ARS | Publication request: Protection Of Alveolar Macrophages And MARC 145 Cells From Porcine Reproductive And Respiratory Syndrome Virus Challenge By Swine Interferon-Beta

Submitted to: Porcine Reproductive and Respiratory Syndrome International Symposium
Publication Type: Abstract Only
Publication Acceptance Date: November 15, 2006
Publication Date: December 1, 2006
Citation: Overend, C., Mitchell, R., He, D., Rompato, G., Grubman, M.J., Garmendia, A.E. 2006. Protection Of Alveolar Macrophages And MARC 145 Cells From Porcine Reproductive And Respiratory Syndrome Virus Challenge By Swine Interferon-Beta International Porcine Reproductive and Respiratiory Syndrome (PRRS) Symposium 2006. P. 26. . Porcine Reproductive and Respiratory Syndrome International Symposium.

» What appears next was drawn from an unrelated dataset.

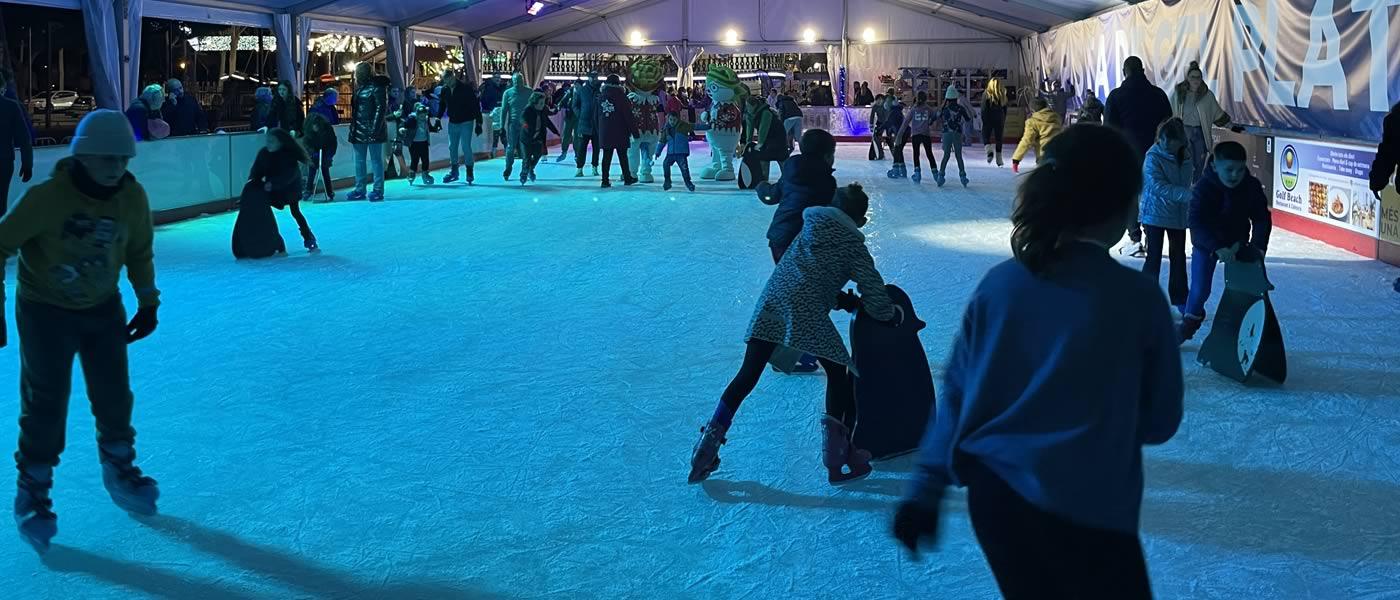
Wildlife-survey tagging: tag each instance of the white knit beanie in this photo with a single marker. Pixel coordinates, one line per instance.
(104, 133)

Technical Abstract: Interferon beta, a type I IFN, is crucial in initiating the innate immune response and in the generation of the adaptive response. This study demonstrated the capacity of swine interferon beta (swIFN beta) to protect porcine alveolar macrophages (PAM) and MARC145 cells from infection with porcine reproductive and respiratory syndrome virus (PRRSV). The swIFN beta used in this study was produced in HEK293 cells via a recombinant replication-defective human adenovirus 5 (Ad5) encoding the swIFN beta gene (Ad5 swIFN beta). At various times after infection of HEK293 cells infected with either Ad5-swIFN beta or Ad5-Blue (control) supernatants were harvested, acid treated (pH 2.0) and neutralized. To test antiviral activities, target cells, MARC145 or PAMs, were incubated for 18-20 hours with dilutions of either of the treated supernatants. The cells were then infected with PRRSV, and the presence of cytopathic effects (CPE) recorded. The results showed that cells treated with Ad5-swIFN beta supernatants had no CPE while the cells treated with control supernatant had CPE. As expected uninfected control cell monolayers remained intact throughout the test period, whereas untreated, PRRSV-infected cells exhibited marked CPE. Culture supernatants of IFN-primed PAMs or MARC145 cells were collected at various time-points post-infection for determination of viral RNA loads using real time RT-PCR. The PCR analysis of these culture supernatants supported the findings of the protective effects of swIFN beta recorded as CPE, and demonstrated that protection occurred in a dose dependent manner. Furthermore, supernatants of HEK293 cells infected with Ad5-swIFN beta were affinity purified on a Sepharose-anti-swIFN beta column. Priming with the IFN beta affinity fractions protected MARC145 cells from infection with PRRSV, thus confirming earlier results obtained with crude supernatant preparations. These findings demonstrate that swIFN beta is capable of protecting both PAMs and MARC145 cells from subsequent infection with PRRSV.